New York-based cloud infrastructure provider DigitalOcean recently issued a warning that a security breach at US marketing platform Mailchimp had exposed the email addresses of some of its customers. A small number of these individuals also had their passwords reset without giving authorisation.
Discovery of a data leak
DigitalOcean stated that it first learned of the incident after Mailchimp disabled the provider’s account without any warning in early August. DigitalOcean had been using the Mailchimp account to issue email confirmations, alerts and password reset notifications to its customer base.
The provider added that on the same day that its Mailchimp account was deactivated (August 8), a customer informed its cybersecurity team that their personal password had been reset without their authorisation. Following an investigation, DigitalOcean found an unauthorised email address from a domain called @arxxwalls.com had been added to its Mailchimp account and been used in emails from August 7 onwards.
Fearing that its Mailchimp account was breached, the provider reached out to the email marketing company but did not receive a reply until August 10, when it learned that a threat operator had gained access to internal support tools belonging to Mailchimp.

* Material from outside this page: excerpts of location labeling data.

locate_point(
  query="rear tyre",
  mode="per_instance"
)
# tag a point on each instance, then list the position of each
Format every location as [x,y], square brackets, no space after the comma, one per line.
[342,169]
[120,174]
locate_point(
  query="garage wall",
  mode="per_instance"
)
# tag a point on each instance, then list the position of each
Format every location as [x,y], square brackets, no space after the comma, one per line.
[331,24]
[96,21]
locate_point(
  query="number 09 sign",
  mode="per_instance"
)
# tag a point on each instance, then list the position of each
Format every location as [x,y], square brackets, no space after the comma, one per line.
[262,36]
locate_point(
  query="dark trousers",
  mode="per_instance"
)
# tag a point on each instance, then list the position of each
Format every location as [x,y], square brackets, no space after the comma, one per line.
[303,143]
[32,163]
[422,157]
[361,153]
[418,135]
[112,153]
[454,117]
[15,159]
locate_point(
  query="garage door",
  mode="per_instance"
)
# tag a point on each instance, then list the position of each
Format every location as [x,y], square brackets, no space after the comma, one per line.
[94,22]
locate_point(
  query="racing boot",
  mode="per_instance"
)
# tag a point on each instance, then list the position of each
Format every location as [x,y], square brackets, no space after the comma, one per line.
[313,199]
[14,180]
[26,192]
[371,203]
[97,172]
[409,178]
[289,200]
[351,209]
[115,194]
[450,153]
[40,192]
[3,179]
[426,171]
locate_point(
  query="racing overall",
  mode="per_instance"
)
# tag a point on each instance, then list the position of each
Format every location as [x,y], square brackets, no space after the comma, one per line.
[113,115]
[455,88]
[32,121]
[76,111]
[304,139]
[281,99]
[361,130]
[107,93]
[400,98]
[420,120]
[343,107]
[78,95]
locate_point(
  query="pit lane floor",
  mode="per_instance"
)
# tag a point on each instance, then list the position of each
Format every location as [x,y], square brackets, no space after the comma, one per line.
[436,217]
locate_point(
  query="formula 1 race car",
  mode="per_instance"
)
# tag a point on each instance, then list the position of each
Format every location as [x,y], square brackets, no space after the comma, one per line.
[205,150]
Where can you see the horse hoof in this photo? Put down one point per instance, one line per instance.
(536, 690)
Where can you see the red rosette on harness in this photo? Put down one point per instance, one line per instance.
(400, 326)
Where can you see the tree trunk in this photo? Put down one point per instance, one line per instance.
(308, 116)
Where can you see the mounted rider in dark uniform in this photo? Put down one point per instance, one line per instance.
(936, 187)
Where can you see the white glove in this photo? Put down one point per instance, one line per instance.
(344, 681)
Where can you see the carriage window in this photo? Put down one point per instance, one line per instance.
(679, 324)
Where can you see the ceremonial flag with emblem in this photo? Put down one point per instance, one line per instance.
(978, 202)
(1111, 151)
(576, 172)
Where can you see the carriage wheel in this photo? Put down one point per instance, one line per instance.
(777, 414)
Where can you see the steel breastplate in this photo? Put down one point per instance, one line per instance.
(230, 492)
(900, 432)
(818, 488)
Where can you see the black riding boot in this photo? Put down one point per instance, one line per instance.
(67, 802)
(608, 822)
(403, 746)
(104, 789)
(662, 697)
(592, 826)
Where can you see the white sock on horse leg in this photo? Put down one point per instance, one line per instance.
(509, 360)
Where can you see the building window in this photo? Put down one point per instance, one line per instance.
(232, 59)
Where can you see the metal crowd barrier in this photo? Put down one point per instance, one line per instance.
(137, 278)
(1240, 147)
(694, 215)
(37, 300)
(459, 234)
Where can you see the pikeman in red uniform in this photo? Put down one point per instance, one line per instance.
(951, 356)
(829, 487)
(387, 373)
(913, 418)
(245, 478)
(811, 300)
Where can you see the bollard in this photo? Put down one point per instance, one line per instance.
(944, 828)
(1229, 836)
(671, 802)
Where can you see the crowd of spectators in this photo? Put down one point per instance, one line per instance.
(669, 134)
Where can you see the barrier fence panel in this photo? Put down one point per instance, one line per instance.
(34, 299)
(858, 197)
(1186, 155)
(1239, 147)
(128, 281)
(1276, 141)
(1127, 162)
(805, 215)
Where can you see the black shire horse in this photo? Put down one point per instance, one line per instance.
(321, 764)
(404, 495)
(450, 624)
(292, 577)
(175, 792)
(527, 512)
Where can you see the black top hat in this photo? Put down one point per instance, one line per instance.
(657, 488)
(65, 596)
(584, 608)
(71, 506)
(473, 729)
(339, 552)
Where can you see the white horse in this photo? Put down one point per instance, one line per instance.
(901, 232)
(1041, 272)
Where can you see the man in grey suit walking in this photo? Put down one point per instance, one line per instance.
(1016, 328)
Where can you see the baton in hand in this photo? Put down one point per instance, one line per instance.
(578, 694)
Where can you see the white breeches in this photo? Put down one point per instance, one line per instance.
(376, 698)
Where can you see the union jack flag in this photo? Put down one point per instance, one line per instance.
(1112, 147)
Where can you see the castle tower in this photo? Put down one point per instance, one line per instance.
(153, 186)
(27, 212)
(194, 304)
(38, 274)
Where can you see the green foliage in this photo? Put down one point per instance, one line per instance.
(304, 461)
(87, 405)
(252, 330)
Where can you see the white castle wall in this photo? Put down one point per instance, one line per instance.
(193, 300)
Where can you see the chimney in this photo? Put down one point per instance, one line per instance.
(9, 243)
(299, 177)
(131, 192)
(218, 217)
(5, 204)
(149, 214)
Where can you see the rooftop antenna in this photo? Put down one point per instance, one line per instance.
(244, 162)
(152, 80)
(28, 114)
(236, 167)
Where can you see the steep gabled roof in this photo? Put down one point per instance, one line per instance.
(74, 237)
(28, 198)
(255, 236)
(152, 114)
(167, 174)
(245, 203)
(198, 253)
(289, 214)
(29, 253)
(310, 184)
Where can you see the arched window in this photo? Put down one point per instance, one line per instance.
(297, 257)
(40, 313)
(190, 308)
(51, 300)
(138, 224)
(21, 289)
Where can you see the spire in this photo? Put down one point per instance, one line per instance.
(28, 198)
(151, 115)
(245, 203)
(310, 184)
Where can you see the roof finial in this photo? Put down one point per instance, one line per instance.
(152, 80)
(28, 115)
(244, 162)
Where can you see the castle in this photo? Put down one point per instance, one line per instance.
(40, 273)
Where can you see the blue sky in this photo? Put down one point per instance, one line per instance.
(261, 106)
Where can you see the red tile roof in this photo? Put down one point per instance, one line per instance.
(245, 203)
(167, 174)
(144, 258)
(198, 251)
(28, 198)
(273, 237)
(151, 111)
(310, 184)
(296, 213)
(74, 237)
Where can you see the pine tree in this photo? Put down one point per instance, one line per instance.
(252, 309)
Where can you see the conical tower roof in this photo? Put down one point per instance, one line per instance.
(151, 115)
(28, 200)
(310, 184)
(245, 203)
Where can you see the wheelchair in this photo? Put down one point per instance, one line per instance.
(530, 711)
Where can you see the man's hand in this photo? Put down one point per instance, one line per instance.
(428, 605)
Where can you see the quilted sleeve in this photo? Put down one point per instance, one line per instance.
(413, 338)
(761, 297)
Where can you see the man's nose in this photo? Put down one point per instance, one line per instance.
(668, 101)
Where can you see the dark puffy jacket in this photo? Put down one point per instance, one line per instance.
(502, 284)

A security advisory from DigitalOcean explained:
“We were formally notified on August 10th by Mailchimp of the unauthorised access to our and other accounts by what we understand to be an attacker who had compromised Mailchimp internal tooling.”
Upon further investigation, it was discovered that the threat operator utilised stolen customer email addresses to attempt to gain access to dedicated DigitalOcean accounts through a password reset ploy. The password reset requests were tracked and found to originate from an IP address x.213.155.164.
Fortunately, many of the accounts were using multi-factor authentication and thus protected from reset attempts.
Dissatisfied with the security offered, DigitalOcean has now switched to a new email service provider. The firms then notified impacted customers about the breach.
Mailchimp offers information on attack
A security advisory was issued by Mailchimp on August 12, stating that the recent attack on its system was aimed at crypto-currency related users. The email marketing company commented:
“In response to a recent attack targeting Mailchimp’s crypto-related users, we’ve taken proactive measures to temporarily suspend account access for accounts where we detected suspicious activity while we investigate the incident further. We took this action to protect our users’ data, and then acted quickly to notify all primary contacts of impacted accounts and implement an additional set of enhanced security measures.”
Discussing the breach with computer help site BleepingComputer, Mailchimp added that its systems had been breached using sophisticated social engineering and phishing tactics that enabled hackers to access over 200 Mailchimp accounts.
DigitalOcean is not the only firm to have its Mailchimp account disabled unceremoniously. Other customers with suspended accounts without receiving a notification include Edge Wallet, NFT creators, Cointelegraph, Ethereum FESP, Decrypt and Messari. This also not the first time that Mailchimp’s internal tooling has been breached. In April this year, another breach was aimed at crypto-related customers.
Mailchimp continues to investigate the breach and its teams are working to reinstate customer accounts.